Dominion: An Anthology of Speculative Fiction from Africa and the African Diaspora
- Cover for Dominion Anthology
- Editors: Oghenechovwe Donald Ekpeki; Zelda Knight;
- Language: English
- Genre: Speculative fiction and poetry anthology
- Publisher: Aurelia Leo
- Publication date: 2020
- Publication place: United States
- Media type: Print (Paperback), e-book
- Pages: 264
- ISBN: 9781946024886

= Dominion: An Anthology of Speculative Fiction from Africa and the African Diaspora =

2020 speculative fiction anthology

Dominion: An Anthology of Speculative Fiction from Africa and the African Diaspora is a 2020 speculative fiction anthology edited by Oghenechovwe Donald Ekpeki and Zelda Knight. It contains thirteen works of short fiction, and a foreword by Tananarive Due. It was first published by Aurelia Leo in 2020.

== Contents ==
The anthology consists of thirteen works, including short stories, poems and novellas. Nine of the stories were originally published in Dominion, while four had been previously published.
- Foreword by Tananarive Due
- "Trickin'" by Nicole Givens Kurtz
- "Red_Bati" by Dilman Dila
- "A Maji Maji Chronicle" by Eugen Bacon - (First published in Backstory Magazine 1, no. 1, 2016)
- "The Unclean" by Nuzo Onoh - (First published in Unhallowed Graves, 2015)
- "A Mastery of German" by Marian Denise Moore
- "Convergence in Chorus Architecture" by Dare Segun Falowo
- "Emily" by Marian Denise Moore
- "To Say Nothing of Lost Figurines" by Rafeeat Aliyu
- "Sleep Papa, Sleep" by Suyi Davies Okungbowa - (First published in Lights Out: Resurrection, 2016)
- "Clanfall: Death of Kings" by Odida Nyabundi
- "The Satellite Charmer" by Mame Bougouma Diene
- "Thresher of Men" by Michael Boatman
- "Ife-Iyoku, the Tale of Imadeyunuagbon" by Oghenechovwe Donald Ekpeki - (First published in Selene Quarterly Magazine, August 2019)

== Background ==
Co-editor Olivia Raymond, under the pen name Zelda Knight, had the idea for an anthology of speculative fiction that centered Black experiences. After surviving a grease fire that left her and her family scarred, she wanted to start a project which represented "[her] Christianity, [her] Blackness, [her] Womanhood". While recovering from flash burns, she read about the historical The 1619 Project, which partly inspired the themes of Dominion. Knight approached Oghenechovwe Donald Ekpeki to co-edit. Knight had previously published Ekpeki's short story "Ife-Iyoku, the Tale of Imadeyunuagbon" in Selene Quarterly Magazine, and the story was also included in Dominion.

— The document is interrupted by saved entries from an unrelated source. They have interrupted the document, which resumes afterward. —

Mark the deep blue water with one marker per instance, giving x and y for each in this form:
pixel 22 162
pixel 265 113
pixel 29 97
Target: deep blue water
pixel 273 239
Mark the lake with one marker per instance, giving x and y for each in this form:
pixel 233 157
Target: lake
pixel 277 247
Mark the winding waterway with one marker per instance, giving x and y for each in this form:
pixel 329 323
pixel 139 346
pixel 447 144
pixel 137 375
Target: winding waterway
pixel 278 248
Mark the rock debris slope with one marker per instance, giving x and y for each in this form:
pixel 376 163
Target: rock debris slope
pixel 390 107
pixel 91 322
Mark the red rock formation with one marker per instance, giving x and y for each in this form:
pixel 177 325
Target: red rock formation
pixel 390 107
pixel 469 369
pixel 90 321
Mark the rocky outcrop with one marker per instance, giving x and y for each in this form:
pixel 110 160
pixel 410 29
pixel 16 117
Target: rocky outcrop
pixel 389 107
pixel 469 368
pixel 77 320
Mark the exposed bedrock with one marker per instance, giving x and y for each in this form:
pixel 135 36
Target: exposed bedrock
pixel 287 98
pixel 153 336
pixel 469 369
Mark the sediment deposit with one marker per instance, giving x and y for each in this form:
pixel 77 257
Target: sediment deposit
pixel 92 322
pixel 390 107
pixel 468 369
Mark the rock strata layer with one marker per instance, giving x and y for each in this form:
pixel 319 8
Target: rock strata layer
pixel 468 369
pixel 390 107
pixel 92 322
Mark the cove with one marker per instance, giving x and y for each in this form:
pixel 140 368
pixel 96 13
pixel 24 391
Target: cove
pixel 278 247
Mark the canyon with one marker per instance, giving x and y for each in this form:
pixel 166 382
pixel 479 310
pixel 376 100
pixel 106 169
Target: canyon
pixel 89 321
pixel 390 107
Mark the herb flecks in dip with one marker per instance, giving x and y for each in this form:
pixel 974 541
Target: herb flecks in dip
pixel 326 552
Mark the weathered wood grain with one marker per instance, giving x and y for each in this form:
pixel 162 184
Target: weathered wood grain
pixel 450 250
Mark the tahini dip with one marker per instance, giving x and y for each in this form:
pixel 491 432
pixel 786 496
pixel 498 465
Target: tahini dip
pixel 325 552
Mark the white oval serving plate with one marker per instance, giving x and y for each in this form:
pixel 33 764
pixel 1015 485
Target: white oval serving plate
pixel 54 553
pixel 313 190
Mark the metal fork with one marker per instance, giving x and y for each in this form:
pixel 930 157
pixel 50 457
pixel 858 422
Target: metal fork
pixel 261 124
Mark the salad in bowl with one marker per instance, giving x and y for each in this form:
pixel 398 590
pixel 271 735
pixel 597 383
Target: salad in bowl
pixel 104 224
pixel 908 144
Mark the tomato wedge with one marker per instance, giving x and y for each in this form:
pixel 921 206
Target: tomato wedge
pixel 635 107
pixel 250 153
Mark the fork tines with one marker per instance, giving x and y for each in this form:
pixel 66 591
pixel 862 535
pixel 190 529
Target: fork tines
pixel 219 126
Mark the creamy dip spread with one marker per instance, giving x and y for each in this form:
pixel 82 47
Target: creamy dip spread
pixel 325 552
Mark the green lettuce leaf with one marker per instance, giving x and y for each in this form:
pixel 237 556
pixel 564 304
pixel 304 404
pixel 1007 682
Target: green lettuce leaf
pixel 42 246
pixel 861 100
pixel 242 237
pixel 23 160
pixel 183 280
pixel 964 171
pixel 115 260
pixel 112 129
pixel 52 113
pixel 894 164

In an interview from September 2020, Ekpeki and Knight confirmed that Volume 2 of Dominion was in development, and would include both new and returning writers.

== Reception ==
The anthology received mostly positive reviews from critics. Fiona Moore of the British Science Fiction Association gave the anthology a positive review, particularly for its handling of Afrocentric and Afrofuturist themes, and its "re-interpretation of colonialist [science fiction] tropes such as vampires and AI." Moore compared it to So Long Been Dreaming, another anthology of speculative fiction stories from authors of color.

It was included on Den of Geek's "Best Non-Western and POC Fantasy Books in 2020." Sarah Deeming of the British Fantasy Society praised the scope of the anthology, as well as the individual quality of its collected short stories. Deeming had particular praise for Ono's "Unclean", on account of its portrayal of patriarchy and the conflict between native beliefs and Christianity.

== Awards ==
The anthology received several awards and nominations. It won the British Fantasy Award for "Best Anthology" in 2021. It was nominated for "Best Anthology" at the 2021 Locus Awards, and the 2020 This Is Horror awards.

Individual stories published in the anthology were also nominated for awards and subsequently republished. Ekpeki's "Ife-Iyoku, the Tale of Imadeyunuagbon" was nominated for a Nebula Award for Best Novella. Both "Ife-Iyoku, the Tale of Imadeyunuagbon" and Dilman Dila's "Red_Bati" were nominated for a BSFA Award for Best Short Fiction. "A Mastery of German" by Marian Denise Moore was republished in Jonathan Strahan's The Year's Best Science Fiction: Volume 2.